I have a nuanced relationship to pride, especially how commodified and narrow it can be and how it can feel that it's become a celebration for affluent cis people. But for me, it's also a time of reflection and celebration for those I call my queer and trans chosen family. I'm so grateful to have built those connections and to continue to build them and build new ones.


Giants


If you haven't already, check out my 2021 NPR Tiny Desk Contest Entry, "Giants."

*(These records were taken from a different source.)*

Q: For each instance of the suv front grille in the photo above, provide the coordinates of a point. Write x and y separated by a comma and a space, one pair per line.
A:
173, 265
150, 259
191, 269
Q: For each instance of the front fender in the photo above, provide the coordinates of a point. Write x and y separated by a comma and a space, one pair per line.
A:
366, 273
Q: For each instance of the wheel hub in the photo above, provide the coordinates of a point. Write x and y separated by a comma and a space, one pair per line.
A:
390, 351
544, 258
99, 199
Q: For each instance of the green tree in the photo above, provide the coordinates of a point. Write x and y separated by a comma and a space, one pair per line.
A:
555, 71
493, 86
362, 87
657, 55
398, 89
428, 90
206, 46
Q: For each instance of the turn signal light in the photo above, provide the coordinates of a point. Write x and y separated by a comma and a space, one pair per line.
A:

"Giants" are the people, structures, paradigms, or ideologies in our life that loom over us and keep us from living lives of dignity and abundance — from "flying," metaphorically speaking. It could be anything, but this song has specific meaning as a queer South Asian person especially as it is Pride month. I shirk any "traditional values" that do not recognize my full humanity and I "fly." And as I "fly" higher, my shadow gets bigger the farther I get from the ground. No matter how "small" I am compared to these "giants," I soar high above and make big shadows too.


Digital desi pride

I'll be performing for Gay Gaze and Queer Art Exchange digital pride again. Find tickets here... https://artery.is/suidm/showcases


Covid solidarity fund

In partnership with the Tides Foundation, a transnational coalition of Dalit and Muslim organizers, technologists, artists and public health practitioners has established an emergency $5M fund to support South Asia's most vulnerable communities -- caste-oppressed people, religious minorities, LGBTQ* people and rural communities -- in moving from crisis to not just recovery, but toward equitable, thriving futures.


Loving-kindness prayer

Here's this loving kindness prayer that brought some peace to me this week...


House gospel video

Here's this house gospel video that made me oh so happy...


Some zines to check out

SAADA queer brown feelings

I submitted to SAADA queer brown feelings some months back (hear mine here). If you're South Asian, I highly recommend it. The experience was lovely. Mustafa has done a wonderful job curating:


Black history month

"Black Music Month started after the hitmaking Philadelphia soul producer Kenny Gamble visited Nashville in the 1970s and was inspired by the Country Music Association (CMA), a powerful organization that underlined the genre’s economic strength by spearheading Country Music Month every October. Gamble and other Black music community leaders shared a similar sense of unity and knew they were making a significant economic impact. But no organization like the CMA existed to demonstrate or mobilize that message. So in 1978, Gamble started the Black Music Association, quickly building a network of high-level supporters including Stevie Wonder, Motown Records founder Berry Gordy, and Rev. Jesse Jackson.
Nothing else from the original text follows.